China has also announced a series of interest rate cuts, extra funding for the stock market and economic support for its wounded property sector.
"We are now at the point where it's [the start of] Q4 and the mood has changed slightly; towards hope that we can push through negative Chinese sentiment," O'Hara says.
"And maybe the Federal Reserve in the US hasn't left rate cuts too late and so the underlying economy is heading for a soft landing. If you put those things together, then it should be pretty good for a cyclicals catch-up—and for some of these consumer discretionary areas like luxury."
Rajesh Tanna, portfolio manager of the Morningstar Silver-Rated JPM Global Unconstrained fund, also believes LVMH, which owns the luxury brands Dior, Givenchy, and Tag Heuer, shows good long-term potential. So far this year the fund has returned 16.7% to investors, beating its Global Large-Cap Growth Equity category by 7.3%.
"What you have now is a phase of slower growth, but you have got a business with the best brands in the world trading on 19-times earnings," he says.
"LVMH will benefit from consumption not just in the likes of China but also in the US. Many other markets are now starting to become quite notable in size, like the Middle East and India."
Though the tide may be turning for luxury, however, Field is unsure if other consumer staples brands will experience the same victory in Q4.
"Consumer staples companies are great at passing through inflationary price increases. People will just pay because they need those goods," he says.
"But over a shorter period when inflation has been high for two years-plus, it really stretches the consumer, [particularly] when they are paying 7% more every single year for goods."
The travel sector, which is not seeing the same slowdown in demand as other consumer staples, is also having to face up to the fact that its fortunes may change in Q4, with price wars a possibility this winter as companies battle to secure 2025 summer holiday purchases from a consumer focused on value for money.
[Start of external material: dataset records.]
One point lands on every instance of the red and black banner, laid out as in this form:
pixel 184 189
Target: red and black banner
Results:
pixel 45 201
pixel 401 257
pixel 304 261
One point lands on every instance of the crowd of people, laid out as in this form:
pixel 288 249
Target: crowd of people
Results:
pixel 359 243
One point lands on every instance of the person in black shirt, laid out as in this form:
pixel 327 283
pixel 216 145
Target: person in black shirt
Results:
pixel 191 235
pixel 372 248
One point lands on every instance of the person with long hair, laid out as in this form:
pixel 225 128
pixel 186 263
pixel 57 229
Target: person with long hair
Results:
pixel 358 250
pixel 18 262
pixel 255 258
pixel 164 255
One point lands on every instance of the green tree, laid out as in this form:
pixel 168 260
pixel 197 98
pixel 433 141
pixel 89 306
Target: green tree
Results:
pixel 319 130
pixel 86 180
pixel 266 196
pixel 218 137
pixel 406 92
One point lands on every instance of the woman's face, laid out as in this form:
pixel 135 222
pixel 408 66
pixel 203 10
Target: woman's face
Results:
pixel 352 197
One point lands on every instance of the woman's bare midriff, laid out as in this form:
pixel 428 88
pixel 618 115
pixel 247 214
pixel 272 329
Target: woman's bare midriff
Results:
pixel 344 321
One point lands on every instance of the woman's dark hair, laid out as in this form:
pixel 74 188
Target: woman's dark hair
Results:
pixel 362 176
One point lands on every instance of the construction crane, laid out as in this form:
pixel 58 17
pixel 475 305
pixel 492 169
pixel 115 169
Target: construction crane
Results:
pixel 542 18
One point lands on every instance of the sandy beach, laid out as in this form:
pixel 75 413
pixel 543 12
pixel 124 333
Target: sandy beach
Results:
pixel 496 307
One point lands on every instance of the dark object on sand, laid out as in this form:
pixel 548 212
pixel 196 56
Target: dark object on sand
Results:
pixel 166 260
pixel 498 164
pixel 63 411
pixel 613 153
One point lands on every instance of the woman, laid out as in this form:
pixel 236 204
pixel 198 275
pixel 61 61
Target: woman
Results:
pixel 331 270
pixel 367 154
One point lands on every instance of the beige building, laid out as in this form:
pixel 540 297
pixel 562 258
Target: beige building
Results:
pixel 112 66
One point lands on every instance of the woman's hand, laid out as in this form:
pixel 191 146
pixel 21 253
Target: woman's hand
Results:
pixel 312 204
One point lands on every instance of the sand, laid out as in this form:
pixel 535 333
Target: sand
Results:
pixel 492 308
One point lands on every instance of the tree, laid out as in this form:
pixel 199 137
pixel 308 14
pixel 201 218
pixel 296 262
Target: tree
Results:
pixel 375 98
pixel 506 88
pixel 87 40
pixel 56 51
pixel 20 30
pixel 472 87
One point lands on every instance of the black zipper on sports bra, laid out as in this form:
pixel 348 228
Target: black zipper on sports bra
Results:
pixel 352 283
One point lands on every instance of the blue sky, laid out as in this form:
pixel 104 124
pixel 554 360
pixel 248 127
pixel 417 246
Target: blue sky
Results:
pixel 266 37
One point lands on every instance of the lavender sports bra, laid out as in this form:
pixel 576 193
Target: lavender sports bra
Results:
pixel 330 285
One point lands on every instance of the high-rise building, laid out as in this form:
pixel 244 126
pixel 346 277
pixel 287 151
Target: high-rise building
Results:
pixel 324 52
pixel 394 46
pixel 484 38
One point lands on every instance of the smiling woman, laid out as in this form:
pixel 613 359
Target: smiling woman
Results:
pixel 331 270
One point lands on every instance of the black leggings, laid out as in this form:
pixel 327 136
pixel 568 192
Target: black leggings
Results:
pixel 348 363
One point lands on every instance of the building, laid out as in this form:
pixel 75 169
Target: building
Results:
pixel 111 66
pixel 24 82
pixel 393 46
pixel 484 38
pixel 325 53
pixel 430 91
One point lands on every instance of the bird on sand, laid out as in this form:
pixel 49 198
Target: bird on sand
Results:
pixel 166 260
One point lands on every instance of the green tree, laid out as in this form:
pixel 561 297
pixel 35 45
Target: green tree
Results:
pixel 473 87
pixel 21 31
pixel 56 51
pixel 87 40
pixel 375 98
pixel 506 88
Other Stocks to Watch in Q4
But there's one company in a bull run already.
German multinational industrials firm Siemens SIE, is a stock many believe will continue to rise until the end of the year. Its share price has jumped over 9% year to date, and over the past 12 months is up 34.6%.
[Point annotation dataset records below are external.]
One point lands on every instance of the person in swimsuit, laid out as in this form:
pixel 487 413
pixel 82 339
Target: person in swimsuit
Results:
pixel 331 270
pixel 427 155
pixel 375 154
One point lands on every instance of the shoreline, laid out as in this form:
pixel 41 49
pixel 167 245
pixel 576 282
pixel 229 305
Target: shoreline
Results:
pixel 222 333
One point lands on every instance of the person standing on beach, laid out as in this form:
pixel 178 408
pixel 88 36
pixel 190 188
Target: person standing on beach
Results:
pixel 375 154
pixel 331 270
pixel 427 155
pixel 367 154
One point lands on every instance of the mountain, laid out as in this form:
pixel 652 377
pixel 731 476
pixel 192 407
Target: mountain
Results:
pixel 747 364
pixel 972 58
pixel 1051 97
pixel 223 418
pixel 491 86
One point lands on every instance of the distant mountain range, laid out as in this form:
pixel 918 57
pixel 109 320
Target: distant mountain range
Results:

Driving this has been increased infrastructure spending globally. The firm recently announced a $60 million (£45.1 million) budget to build a US factory that will develop high-speed trains to transport commuters between Los Angeles and Las Vegas.
Likewise, telecommunications giants like Telefonica TEF and Deutsche Telekom DTE are also benefiting from infrastructure as a theme as investors sell out of cyclical stocks to buy into telecoms for their stable earnings and low volatility. Both companies' share prices have jumped 21.29% and 33.02%, year to date, respectively.
The biggest story of the year is, however, yet to come. For James, investors in European equities cannot ignore the impact of political stories on the continent.
"There is no imminent danger from the political news," he says, "but it just shows there is still fragility in these countries from a political perspective. 10 years ago everyone was worried about Italy and Spain, but now they are more concerned about France and Germany."
"Most importantly in a month's time we have got the US election and that is going to drive a lot of sentiment," he says.
An earlier version of this article incorrectly described the outcome of the French election as a government led by France's political left. The article has been updated to correct this.